This is part 2 of a discussion about replacing cursors with SQL statements for significant speed improvements.
In a recent post, I discussed cursors and mentioned, at a high level, an example of replacing a cursor with a set-based series of SQL statements. In this post, I’m going to provide a simplified version of the SQL for both the cursor and the replacement. I’ll also discuss how I did the SQL conversion and why the new version is so much faster.
The following SQL has been shortened and cleaned up slightly from the original version.
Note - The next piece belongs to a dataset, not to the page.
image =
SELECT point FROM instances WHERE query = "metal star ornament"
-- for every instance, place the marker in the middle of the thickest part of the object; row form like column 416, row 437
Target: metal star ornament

Although the version as shown will not run stand-alone, it will illustrate how the cursor was transformed to the set-based version.
Here is the original cursor which took about 20 minutes to run:
DECLARE CornerCursor CURSOR FAST_FORWARD FOR
SELECT
StudentNumber,
SchoolCode,
CurTransEligibility,
GradeLevel,
GeoCode,
HomeZone,
BilingualCode,
SpedCode
FROM
OPEN CornerCursor
FETCH NEXT FROM CornerCursor INTO
@StudentNumber,
@SchoolCode,
@CurTransEligibility,
@GradeLevel,
@GeoCode,
@HomeZone,
@BilingualCode,
@SpedCode
WHILE @@FETCH_STATUS = 0
BEGIN
IF EXISTS(SELECT Sch FROM TransWalkingDistance
WHERE SchCode = @SchoolCode
AND GeoCode = @GeoCode
AND GradeLevel = @GradeLevel)
BEGIN
UPDATE
EnrollmentRecord
SET
TransCode = '',
LastUpdateUserID= 'CScrpW'
WHERE
StudentNo = @StudentNo
AND SchCode = @SchoolCode
GOTO FetchNext
END
IF ((rtrim(@BilingualCode) = ''
OR RTRIM(isnull(@BilingualCode,'')) = 'S')
AND (@SpedCode = ''
OR SUBSTRING(@SpedCode, 1, 1) IN ('S', 'R')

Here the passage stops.